A fogger or mister would be a good choice for cooler regions.
8. Get a Portable Air Conditioner
Most portable air conditioners are energy efficient and come with a dehumidifier as a system’s part. They help in balancing humidity levels while reducing the internal greenhouse temperature. This would ideally be the best option for big greenhouses.
Fascinatingly, you can tactfully vent your air-conditioner into the greenhouse if it’s attached to your house. However, the downside is that air-conditioners can be heavy for a slim budget.
9. Install Greenhouse Fans
Consider the following factors before setting your greenhouse fans or any other fan system:
Ideal fan size
You need to choose the perfect fan size for your greenhouse. Next, check out the ventilation rate ideal for your gardening structure. If required, you can hire a professional to help you with it.
However, fans offer one air exchanger up to 8 feet every minute.
Location (where to install)
Install greenhouse fans at the structure’s top. While hot air moves up, airflow will be above the crops. Gardeners install exhaust fans to evacuate the hot air.
But, first, set the intake shutter vent on your greenhouse’s opposite side. It would help if you placed it at the bottom to pull in the cool air.
You can add louver vents and a standard fan labeled for the greenhouse to enhance the airflow. If you set the vent behind the fan, it will pull cool air from outside. Placing them at the top of your greenhouse walls will discharge hot air.
(Note: Maintain the fan systems regularly by cleaning the motors, belts, or fan blades. They will last you long.)
10. Cultivate Plants Strategically
You can apply this natural trick to maintain an appropriate temperature for your plants to grow healthy in summer. Plants have natural evaporation properties to keep them cool.
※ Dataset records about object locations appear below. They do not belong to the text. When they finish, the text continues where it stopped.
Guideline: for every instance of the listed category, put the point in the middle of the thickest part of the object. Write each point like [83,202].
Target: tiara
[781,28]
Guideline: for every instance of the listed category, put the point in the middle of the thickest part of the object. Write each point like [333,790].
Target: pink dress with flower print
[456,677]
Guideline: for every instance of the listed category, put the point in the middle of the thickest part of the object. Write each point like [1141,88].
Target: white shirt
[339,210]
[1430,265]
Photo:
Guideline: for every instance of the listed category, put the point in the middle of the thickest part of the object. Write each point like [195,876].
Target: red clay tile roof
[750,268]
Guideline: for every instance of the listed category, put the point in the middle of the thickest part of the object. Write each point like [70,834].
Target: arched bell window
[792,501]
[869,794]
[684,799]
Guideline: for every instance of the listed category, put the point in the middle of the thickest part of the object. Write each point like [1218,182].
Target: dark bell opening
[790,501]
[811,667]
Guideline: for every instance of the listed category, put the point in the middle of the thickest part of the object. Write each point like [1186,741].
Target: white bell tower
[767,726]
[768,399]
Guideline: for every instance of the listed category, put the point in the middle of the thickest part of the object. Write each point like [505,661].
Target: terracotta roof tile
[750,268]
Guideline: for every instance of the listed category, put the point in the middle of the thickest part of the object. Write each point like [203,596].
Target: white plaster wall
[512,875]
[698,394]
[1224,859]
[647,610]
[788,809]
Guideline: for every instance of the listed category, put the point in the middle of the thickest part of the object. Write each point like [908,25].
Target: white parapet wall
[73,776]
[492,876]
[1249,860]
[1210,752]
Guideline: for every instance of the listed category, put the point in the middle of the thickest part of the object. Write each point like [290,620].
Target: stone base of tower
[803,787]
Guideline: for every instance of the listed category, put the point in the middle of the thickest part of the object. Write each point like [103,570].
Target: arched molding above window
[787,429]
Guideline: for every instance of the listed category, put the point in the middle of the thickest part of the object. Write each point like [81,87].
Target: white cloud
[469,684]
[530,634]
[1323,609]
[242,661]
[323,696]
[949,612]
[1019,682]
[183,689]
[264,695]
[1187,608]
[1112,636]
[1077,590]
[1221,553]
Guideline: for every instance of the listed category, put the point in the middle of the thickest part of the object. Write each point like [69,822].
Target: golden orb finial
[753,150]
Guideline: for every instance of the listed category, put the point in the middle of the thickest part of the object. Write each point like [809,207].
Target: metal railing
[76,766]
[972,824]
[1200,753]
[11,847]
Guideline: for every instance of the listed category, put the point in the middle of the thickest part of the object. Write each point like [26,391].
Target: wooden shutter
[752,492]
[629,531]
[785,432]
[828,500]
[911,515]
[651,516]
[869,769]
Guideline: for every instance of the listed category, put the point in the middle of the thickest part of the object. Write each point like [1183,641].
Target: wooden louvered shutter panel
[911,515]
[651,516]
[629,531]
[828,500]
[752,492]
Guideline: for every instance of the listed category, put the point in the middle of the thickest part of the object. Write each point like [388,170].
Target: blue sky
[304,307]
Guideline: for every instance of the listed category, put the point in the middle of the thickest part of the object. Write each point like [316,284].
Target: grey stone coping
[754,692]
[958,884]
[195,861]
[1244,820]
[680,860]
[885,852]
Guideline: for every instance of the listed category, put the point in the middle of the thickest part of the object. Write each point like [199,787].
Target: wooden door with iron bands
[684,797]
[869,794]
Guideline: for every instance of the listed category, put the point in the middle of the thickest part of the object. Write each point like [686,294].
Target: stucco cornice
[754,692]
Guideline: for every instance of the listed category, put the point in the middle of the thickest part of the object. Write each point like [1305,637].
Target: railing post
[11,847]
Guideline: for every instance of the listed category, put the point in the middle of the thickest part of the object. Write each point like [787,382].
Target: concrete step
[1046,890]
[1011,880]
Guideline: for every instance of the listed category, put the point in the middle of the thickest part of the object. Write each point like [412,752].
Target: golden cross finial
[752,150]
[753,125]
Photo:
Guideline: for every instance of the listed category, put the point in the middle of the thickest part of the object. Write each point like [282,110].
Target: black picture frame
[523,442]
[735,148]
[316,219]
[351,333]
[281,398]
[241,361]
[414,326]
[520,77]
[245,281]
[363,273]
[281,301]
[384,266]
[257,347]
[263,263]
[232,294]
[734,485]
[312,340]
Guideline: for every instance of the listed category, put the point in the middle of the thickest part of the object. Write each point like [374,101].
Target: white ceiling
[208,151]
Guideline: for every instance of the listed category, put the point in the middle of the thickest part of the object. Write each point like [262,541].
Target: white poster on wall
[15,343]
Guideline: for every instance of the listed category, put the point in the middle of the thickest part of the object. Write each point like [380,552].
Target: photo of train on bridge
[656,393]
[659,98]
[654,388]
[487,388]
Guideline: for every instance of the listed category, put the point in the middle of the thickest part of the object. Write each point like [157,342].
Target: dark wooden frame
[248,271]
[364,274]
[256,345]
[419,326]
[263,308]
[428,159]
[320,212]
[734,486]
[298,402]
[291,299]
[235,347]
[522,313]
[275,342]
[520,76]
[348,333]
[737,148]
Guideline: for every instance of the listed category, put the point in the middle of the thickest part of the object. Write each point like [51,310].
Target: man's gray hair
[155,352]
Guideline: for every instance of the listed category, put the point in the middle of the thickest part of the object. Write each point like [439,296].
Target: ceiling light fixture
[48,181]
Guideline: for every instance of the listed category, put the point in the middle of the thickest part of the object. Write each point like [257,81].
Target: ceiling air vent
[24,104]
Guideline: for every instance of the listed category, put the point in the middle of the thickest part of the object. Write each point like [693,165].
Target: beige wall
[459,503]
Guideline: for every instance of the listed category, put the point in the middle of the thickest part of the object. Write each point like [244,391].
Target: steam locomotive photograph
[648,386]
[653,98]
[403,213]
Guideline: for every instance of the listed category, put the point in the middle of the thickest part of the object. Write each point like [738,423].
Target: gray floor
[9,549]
So propagate large-leaved plants such as fig trees and grapevine to deal with the higher temperature.
You can build your greenhouse close to deciduous trees that can serve as year-round shade during summer. Their big leaves will transpire moisture while shading the soil. However, they can even be used as shades.
Leaves will shed in winter, providing sufficient sunlight during winter. These trees will have leaves in spring, offering the shade you need for the scorching sun.
Creating a greenhouse near any tree isn’t recommended, especially for those far living North, as it may cause damage. In such n instance, shade cloths might be a better option.
If you don’t maintain optimal temperatures inside your greenhouse, you will risk all the hard work you gave to cultivate your favorites.
Scorching temperatures summon pests that damage your crops. The plants will dry out, after being exposed to such a high temperature.
When the temperature is cool, it offers a better environment for plants or vegetables to grow. So take every necessary step to keep your greenhouse cool during the scorching summer months.